Assertion-based Random Testing
Let’s revisit the Speculative Modifications example to see how assertions enhance random testing.
Custom Assert
First, we create a custom assertion mechanism: Using os._exit
ensures that assertion failures bypass any exception-handling logic, halting the program immediately.
import os
def Assert(condition, message="Assertion failed"):
if not condition:
print(f"Assertion Violation: {message}")
os._exit(666)
Adding Assertions to the Collection Class
Recall the Collection
class, which manages a set of items and applies commands to modify its state. The Collection
class raises application-level exceptions for invalid operations like duplicate inserts or updates and deletes on non-existent items:
class Collection:
def __init__(self):
self._items = {}
def apply(self, action):
if isinstance(action, Insert):
-> if action.id in self._items:
raise KeyError(f"Item with id {action.id} already exists")
self._items[action.id] = action.item
elif isinstance(action, Update):
-> if action.id not in self._items:
raise KeyError(f"Item with id {action.id} not found")
for key, value in action.part.items():
setattr(self._items[action.id], key, value)
elif isinstance(action, Delete):
-> if action.id not in self._items:
raise KeyError(f"Item with id {action.id} not found")
del self._items[action.id]
The Transaction
maintains redo
and undo
stacks. Whenever a state modification is placed on the redo
stack, a compensating modification is placed on the undo
stack. Changes can be rolled back when desired, for example, in the event of a correctness violation.
class Transaction:
def __init__(self, collection):
self.collection = collection
self.redo_stack = []
self.undo_stack = []
def get(self, id):
return self.collection._items[id]
def insert(self, id, item):
redo = Insert(id, item)
undo = Delete(id)
self.redo_stack.append(redo)
self.undo_stack.append(undo)
self.collection.apply(redo)
def update(self, id, part):
item = self.collection._items[id]
redo = Update(id, part)
undo = Update(id, {key: getattr(item, key) for key in part})

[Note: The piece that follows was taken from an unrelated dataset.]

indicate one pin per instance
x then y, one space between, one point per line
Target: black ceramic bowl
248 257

self.redo_stack.append(redo)
self.undo_stack.append(undo)
self.collection.apply(redo)
def delete(self, id):
item = self.collection._items[id]
redo = Delete(id)
undo = Insert(id, item)
self.redo_stack.append(redo)
self.undo_stack.append(undo)
self.collection.apply(redo)
def commit(self):
self.redo_stack.clear()
self.undo_stack.clear()
def rollback(self):
for action in reversed(self.undo_stack):
self.collection.apply(action)
self.redo_stack.clear()
self.undo_stack.clear()
Adding Assertions to the Transaction Class
The Transaction
class manages redo and undo stacks, enabling state modifications to be rolled back when necessary. Here, assertions enforce invariants during the rollback
process. For instance:
Before applying an
Insert
, the item should not already exist.Before applying an
Update
, the item should exist.Before applying a
Delete
, the item should exist.
def rollback(self):
for action in reversed(self.undo_stack):
if isinstance(action, Insert):
Assert(action.id not in self.collection._items, "...")
elif isinstance(action, Update):
Assert(action.id in self.collection._items, "...")
elif isinstance(action, Delete):
Assert(action.id in self.collection._items, "...")
# Apply the undo action
self.collection.apply(action)
# Clear stacks after rollback
self.redo_stack.clear()
self.undo_stack.clear()
While the Collection
class already raises exceptions for invalid operations, these are application-level exceptions intended to be caught and handled gracefully. Invariant violations, on the other hand, are catastrophic failures that indicate fundamental flaws in logic.
Assertions ensure these failures are surfaced immediately, avoiding scenarios where exception handling inadvertently masks the problem.
Conclusion
Now we can simply write a test case that executes random inserts, updates, and deletes on a collection-as long as the test case doesn’t halt (even if the test case throws an exception), the test passes: All invariants were met.